Even the catalysts who brought Jenkins and McCraney together are local. Andrew Hevia and Lucas Leyva, of the Miami film collective Borscht Corporation, read the script for In Moonlight Black Boys Look Blue, then passed it on to Jenkins, who was in the city working on his Borscht short film Chlorophyl.
"I think the reason why Andrew and Lucas thought of me was because not a lot of people knew my story at that point," Jenkins says about growing up in the projects. "They saw the overlap and realized Tarell's piece would connect with me in the way that it did. I imagine when they read it, it was just lightning in a bottle, because there are specific elements from both our lives that we can't make up."
The result is one of the only films that highlights Miami and all its beauty, even as it tells a wrenching, sometimes violent story. "As a visual storyteller, I think that sound and image carry a voice, so it's really important to me how a film looks.

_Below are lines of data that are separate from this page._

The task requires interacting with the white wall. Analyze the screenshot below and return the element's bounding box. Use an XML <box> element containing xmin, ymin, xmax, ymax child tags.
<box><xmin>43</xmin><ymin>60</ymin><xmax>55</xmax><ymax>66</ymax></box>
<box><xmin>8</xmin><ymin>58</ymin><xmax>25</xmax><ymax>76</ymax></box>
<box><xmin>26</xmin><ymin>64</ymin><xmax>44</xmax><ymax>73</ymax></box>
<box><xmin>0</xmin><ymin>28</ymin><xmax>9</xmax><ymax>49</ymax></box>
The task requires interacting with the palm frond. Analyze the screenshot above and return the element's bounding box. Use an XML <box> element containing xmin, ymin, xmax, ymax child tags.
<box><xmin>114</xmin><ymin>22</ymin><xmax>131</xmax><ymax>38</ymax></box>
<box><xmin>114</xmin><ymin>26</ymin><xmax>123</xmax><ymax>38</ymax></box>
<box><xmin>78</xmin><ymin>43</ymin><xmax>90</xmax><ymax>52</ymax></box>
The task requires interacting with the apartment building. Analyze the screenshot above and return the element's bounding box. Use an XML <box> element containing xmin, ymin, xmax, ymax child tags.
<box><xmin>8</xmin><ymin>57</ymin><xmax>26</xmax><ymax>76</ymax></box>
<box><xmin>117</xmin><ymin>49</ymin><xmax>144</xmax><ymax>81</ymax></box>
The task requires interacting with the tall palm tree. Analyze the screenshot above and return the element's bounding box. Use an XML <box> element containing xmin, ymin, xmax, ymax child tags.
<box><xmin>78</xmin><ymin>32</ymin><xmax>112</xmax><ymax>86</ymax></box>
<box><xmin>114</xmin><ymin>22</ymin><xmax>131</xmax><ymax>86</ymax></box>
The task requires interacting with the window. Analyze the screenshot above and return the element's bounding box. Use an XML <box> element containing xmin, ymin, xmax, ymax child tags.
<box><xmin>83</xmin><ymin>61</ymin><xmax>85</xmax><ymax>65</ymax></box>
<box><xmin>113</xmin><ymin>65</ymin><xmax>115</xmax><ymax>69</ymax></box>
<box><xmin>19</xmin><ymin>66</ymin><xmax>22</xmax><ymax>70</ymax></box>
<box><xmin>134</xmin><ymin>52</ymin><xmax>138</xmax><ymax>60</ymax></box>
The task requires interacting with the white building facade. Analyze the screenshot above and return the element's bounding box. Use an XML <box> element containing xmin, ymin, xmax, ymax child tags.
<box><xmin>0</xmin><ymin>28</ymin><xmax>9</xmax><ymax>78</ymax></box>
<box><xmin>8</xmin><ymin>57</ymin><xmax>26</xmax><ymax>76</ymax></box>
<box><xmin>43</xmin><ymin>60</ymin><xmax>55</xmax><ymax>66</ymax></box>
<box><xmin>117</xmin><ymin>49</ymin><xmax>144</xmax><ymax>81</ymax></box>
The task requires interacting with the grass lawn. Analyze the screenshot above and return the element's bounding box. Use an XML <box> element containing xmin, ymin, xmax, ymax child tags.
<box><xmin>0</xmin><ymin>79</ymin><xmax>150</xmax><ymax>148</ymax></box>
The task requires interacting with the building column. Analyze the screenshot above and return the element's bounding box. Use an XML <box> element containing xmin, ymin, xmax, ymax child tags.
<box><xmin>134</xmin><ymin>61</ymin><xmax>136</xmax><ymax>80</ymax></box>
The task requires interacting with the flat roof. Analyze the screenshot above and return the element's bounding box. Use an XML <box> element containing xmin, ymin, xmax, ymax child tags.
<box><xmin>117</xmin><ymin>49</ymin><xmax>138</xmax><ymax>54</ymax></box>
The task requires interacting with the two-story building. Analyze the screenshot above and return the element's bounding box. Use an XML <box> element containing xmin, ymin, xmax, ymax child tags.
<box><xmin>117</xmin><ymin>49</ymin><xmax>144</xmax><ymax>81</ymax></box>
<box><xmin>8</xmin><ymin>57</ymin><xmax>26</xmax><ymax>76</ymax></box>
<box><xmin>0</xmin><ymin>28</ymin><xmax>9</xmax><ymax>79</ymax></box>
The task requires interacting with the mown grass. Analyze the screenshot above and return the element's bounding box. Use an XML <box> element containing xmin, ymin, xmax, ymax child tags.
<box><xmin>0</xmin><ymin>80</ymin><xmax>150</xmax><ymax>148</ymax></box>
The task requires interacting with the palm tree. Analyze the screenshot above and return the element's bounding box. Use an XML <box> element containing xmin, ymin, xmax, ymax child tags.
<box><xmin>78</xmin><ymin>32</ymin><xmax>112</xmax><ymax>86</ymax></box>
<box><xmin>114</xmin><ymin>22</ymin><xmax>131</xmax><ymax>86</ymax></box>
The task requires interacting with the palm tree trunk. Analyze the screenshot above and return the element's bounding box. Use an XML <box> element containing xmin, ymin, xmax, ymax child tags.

And with this one, at the very beginning I saw shiny people and I saw really bright light," Jenkins says about the look of the film. "I was asked once, 'Were you ever afraid you were making a movie that was too beautiful because the subject matter was too heavy?' And I was like, 'Miami is a beautiful place. I remember green grass and bright lights, and to have tried to remove those things in service of a dark story would have been immoral.'?"
That commitment to authenticity guided Jenkins throughout the film. In adapting McCraney's story, Jenkins admits, "I don't think I could have written this thing without Tarell. And there's a couple of key scenes that I really went to the ends of the Earth to preserve, because it came from a first-person experience that I didn't have... I thought about it a lot at the outset, but once I felt like there was a concrete way where I could preserve Tarell's voice, but also take ownership of it at the same time, I didn't worry about it again."
The actors who portrayed Chiron felt similarly. Trevante Rhodes, who plays Chiron as an adult, bluntly states, "I don't feel like there's a difference. I would be the same exact person if I were attracted to men, so I always get confused when people ask about being a heterosexual man playing a homosexual man."
For Ashton Sanders, who plays Chiron as a teenager, there was a lot in McCraney's story that he found easy to relate to, especially Chiron's struggle with his drug-addicted mother. "Reading the script, I immediately was like, Damn, this is gonna be therapy for me if I take this part, because I've been dealing with drug addiction with my mother my entire life," Sanders says.
But for McCraney, it's Alex Hibbart, the child actor who plays Chiron in his youth, who inspires him to expose this personal story to moviegoers nationwide. "I was thinking about them taking on these roles and... the bravery of Alex Hibbert, who was 10 at the time," he explains. "To jump into that role and to play that part, to me, just makes me feel so secure that this is worth sharing. If he can be that brave, why can't I?
"It's like they say in church: If a robin can say thank you, you can too."
Starring Trevante Rhodes, Ashton Sanders, Alex Hibbert, Mahershala Ali, Shariff Earp, and Duan Sanderson. Directed by Barry Jenkins. Written by Tarell Alvin McCraney and Barry Jenkins. 100 minutes. Rated R. Opens Friday, October 28, at O Cinema Wynwood, Regal South Beach Stadium 18, and AMC Aventura 24. McCraney will participate in postfilm discussions after the 7 p.m. screenings Friday, October 28, and Saturday, October 29, at O Cinema Wynwood.